JWT Authentication
Since v0.13.0, flux7-mesh validates JWT tokens from external identity providers. mesh7 enforces — the IdP issues tokens.
How it works
External IdP (Auth0, Cloudflare Access, Keycloak)
│
└── issues JWT with agent identity in claims
│
▼
Agent ── Authorization: Bearer <jwt> ──► mesh7
│
1. Fetch JWKS (cached, refresh 5 min)
2. Validate signature (RS256 / ES256)
3. Check exp, iss, aud
4. Extract agent ID from claim
│
▼ policy engine (same YAML rules)
mesh7 does not issue tokens. It validates them against the IdP's public keys (JWKS endpoint) and extracts the agent identity from a configurable claim.
Configuration
auth:
jwt:
jwks_url: https://auth.example.com/.well-known/jwks.json
issuer: https://auth.example.com
audience: mesh7
agent_claim: sub
| Field | Required | Default | Description |
|---|---|---|---|
jwks_url |
Yes | — | JWKS endpoint URL (public keys) |
issuer |
No | — | Validate iss claim if set |
audience |
No | — | Validate aud claim if set |
agent_claim |
No | sub |
Which claim is used as agent ID for policies |
No auth.jwt block = no validation. The legacy Bearer agent:<name> format still works, backward compatible.
Data plane only
JWT governs agent identity on the data plane. Operator endpoints (traces, grants, approvals, policies) are guarded separately — see Control Plane Auth.
Auth flow
Authorization header present?
│
├─ No → anonymous
│
├─ "Bearer agent:<name>" → legacy path (no validation, name used as agent ID)
│
└─ "Bearer <jwt>" → validate against JWKS
├─ Valid → extract agent_claim → agent ID for policies
└─ Invalid → HTTP 401 Unauthorized
Key distinction: 401 (not authenticated — bad token) vs 403 (authenticated but policy denied).
JWKS caching
mesh7 fetches the JWKS at startup and caches it in memory. A background goroutine refreshes the cache every 5 minutes. No per-request fetch.

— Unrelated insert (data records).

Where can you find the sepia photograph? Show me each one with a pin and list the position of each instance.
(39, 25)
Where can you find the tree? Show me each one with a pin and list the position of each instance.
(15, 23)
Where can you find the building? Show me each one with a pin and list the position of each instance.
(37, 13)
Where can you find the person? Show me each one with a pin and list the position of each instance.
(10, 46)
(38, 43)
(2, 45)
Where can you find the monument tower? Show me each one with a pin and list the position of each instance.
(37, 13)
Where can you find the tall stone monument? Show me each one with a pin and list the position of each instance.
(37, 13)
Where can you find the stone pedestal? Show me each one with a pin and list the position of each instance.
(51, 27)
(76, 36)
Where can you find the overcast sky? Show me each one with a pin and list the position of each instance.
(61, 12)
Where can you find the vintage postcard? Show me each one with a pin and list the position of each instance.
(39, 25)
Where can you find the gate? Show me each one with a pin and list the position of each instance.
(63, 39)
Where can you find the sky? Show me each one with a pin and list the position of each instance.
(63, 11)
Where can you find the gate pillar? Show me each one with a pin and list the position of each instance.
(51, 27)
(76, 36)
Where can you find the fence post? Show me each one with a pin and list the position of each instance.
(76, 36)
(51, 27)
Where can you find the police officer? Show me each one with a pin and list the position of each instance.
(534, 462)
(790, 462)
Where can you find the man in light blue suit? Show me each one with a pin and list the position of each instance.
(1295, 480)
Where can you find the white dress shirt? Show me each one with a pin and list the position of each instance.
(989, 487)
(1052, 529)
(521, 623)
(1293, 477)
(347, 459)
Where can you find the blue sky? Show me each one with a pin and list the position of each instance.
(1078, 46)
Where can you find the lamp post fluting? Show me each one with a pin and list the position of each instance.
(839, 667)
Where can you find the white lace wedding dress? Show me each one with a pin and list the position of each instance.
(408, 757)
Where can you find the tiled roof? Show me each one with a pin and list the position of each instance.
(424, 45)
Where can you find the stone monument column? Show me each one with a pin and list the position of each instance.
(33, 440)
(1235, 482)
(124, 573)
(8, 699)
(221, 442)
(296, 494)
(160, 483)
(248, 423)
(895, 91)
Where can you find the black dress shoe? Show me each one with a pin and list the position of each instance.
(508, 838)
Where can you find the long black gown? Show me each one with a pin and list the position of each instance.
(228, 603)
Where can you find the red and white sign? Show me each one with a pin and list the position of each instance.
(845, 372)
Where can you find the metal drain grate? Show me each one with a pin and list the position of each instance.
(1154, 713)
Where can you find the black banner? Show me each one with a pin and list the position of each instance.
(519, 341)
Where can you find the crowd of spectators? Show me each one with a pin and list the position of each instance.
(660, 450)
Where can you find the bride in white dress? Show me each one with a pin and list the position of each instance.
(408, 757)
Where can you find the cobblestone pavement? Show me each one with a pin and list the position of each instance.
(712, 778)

If the initial JWKS fetch fails, mesh7 does not start — fail-closed.
Supported algorithms
- RSA — RS256, RS384, RS512
- ECDSA — ES256 (P-256), ES384 (P-384), ES512 (P-521)
Tokens must include a kid header matching a key in the JWKS response.
Example: per-agent policies with JWT
auth:
jwt:
jwks_url: https://auth.example.com/.well-known/jwks.json
issuer: https://auth.example.com
agent_claim: sub
policies:
- name: admin-agents
agent: "admin-*"
rules:
- tools: ["*"]
action: allow
- name: worker-agents
agent: "worker-*"
rules:
- tools: ["filesystem.read_*"]
action: allow
- tools: ["filesystem.write_*"]
action: human_approval
- tools: ["*"]
action: deny
An agent with JWT claim sub: admin-bot matches the first policy. An agent with sub: worker-3 matches the second.
IdP examples
Cloudflare Access
auth:
jwt:
jwks_url: https://<team>.cloudflareaccess.com/cdn-cgi/access/certs
issuer: https://<team>.cloudflareaccess.com
audience: <application-aud-tag>
agent_claim: email
Auth0
auth:
jwt:
jwks_url: https://<tenant>.auth0.com/.well-known/jwks.json
issuer: https://<tenant>.auth0.com/
audience: https://mesh.example.com
Keycloak
auth:
jwt:
jwks_url: https://<host>/realms/<realm>/protocol/openid-connect/certs
issuer: https://<host>/realms/<realm>
audience: mesh7
Local development
For testing without a real IdP, use the generate-token.py script in examples/jwt-auth/ :
pip install cryptography PyJWT
# Start a local JWKS server
python generate-token.py serve &
# Generate a token
TOKEN=$(python generate-token.py token --sub my-agent)
# Test
curl -H "Authorization: Bearer $TOKEN" http://localhost:9090/health
See examples/jwt-auth/ for the full setup.
MCP Streamable HTTP
JWT validation also applies to MCP Streamable HTTP connections (POST /mcp). Managed Agents or remote MCP clients presenting a valid JWT are identified by their claim value — same policies apply.